按照业主(委托方)主体差异,分为政府投资项目代建和商业项目代建。
政府项目代建
指政府通过招标的方式,选择社会专业化的项目管理单位(以下简称代建人),负责项目的投资管理和建设组织实施工作,项目建成后交付业主(使用单位)的制度。
商业项目代建
指委托单位提供土地并承担全部或主要的投资,代建单位承担项目的开发建设、全过程管理任务,并通过收取代建费用等方式获益。
根据定义,代建模式结构如下:

其结构与委托合同、传统的建设工程承发包模式相似,但又存在区别,如下:

各法院对委托代建合同性质、规则的不同的理解与适用,直接导致关于工程款支付主体裁判规则的不同。由于法律层面上并未对“代建制”予以专门规制,导致司法实践中与委托代建相关的实务问题的认定不一。
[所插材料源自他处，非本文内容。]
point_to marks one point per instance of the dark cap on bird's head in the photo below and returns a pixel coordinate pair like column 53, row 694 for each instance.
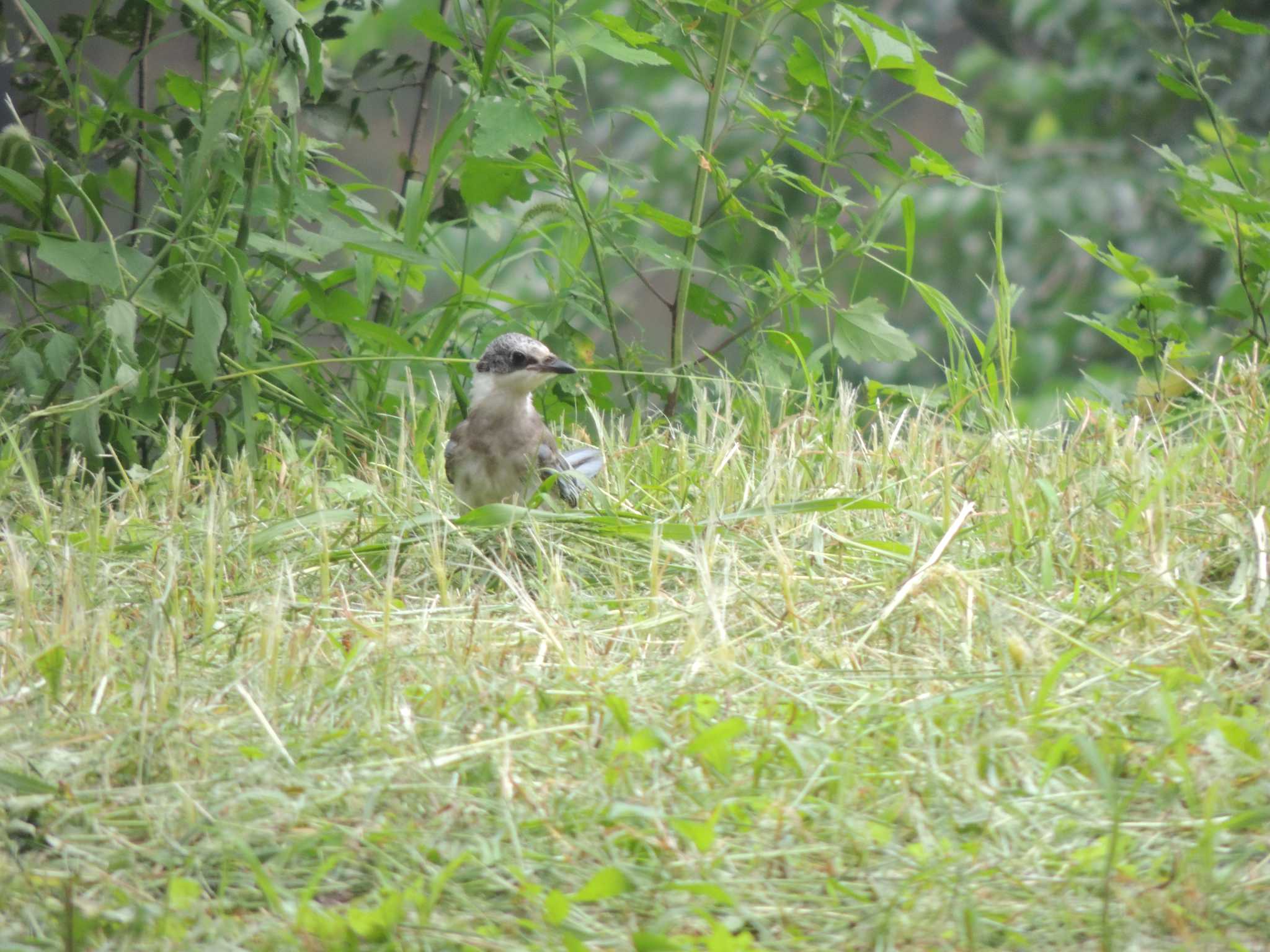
column 517, row 352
本文通过浅析委托代建项目的工程款支付主体的归属,并展开论述。
01、代建工程款支付主体业主(使用人)
案例:新疆维吾尔自治区高级人民法院(2022)新民申1176号再审裁定书
业主:国能新疆公司
代建人:龙润公司
承建人:永隆公司
法院认为:第一,根据装修合同约定,国能新疆公司系合同相对方和发包人,亦是合同项下工程的所有权人,履行付款责任是其应当承担的合同义务。三方在该合同中约定由龙润公司向永隆公司支付工程款的内容仅为工程款的支付方式,并不能免除国能新疆公司的付款责任。第二,国能新疆公司与龙润公司之间存在的委托代建合同仅能约束该合同相对方,并不能对该合同之外的其他主体产生约束力,国能新疆公司以其与龙润公司之间的委托代建合同主张免除其向永隆公司的付款义务缺乏合同依据。第三,《中华人民共和国合同法》第四百零三条《中华人民共和国民法典》第九百二十六条规定,受托人以自己的名义与第三人订立合同,且第三人不知道受托人与委托人之间的代理关系,当受托人因委托人的原因对第三人不履行义务时,在受托人披露委托人后,第三人可选择要求委托人代履行合同债务,也可选择要求受托人履行合同债务。而本案中,国能新疆公司与龙润公司共同与永隆公司订立案涉装修合同,永隆公司明知国能新疆公司与龙润公司之间的委托代建关系,故本案不能适用上述隐名代理的法律规定。国能新疆公司以上述法律规定要求永隆公司只能向一方主体主张权利的再审申请理由与本案客观事实不符。综上,国能新疆公司主张不应向永隆公司支付工程款的再审申请理由,本院不予支持。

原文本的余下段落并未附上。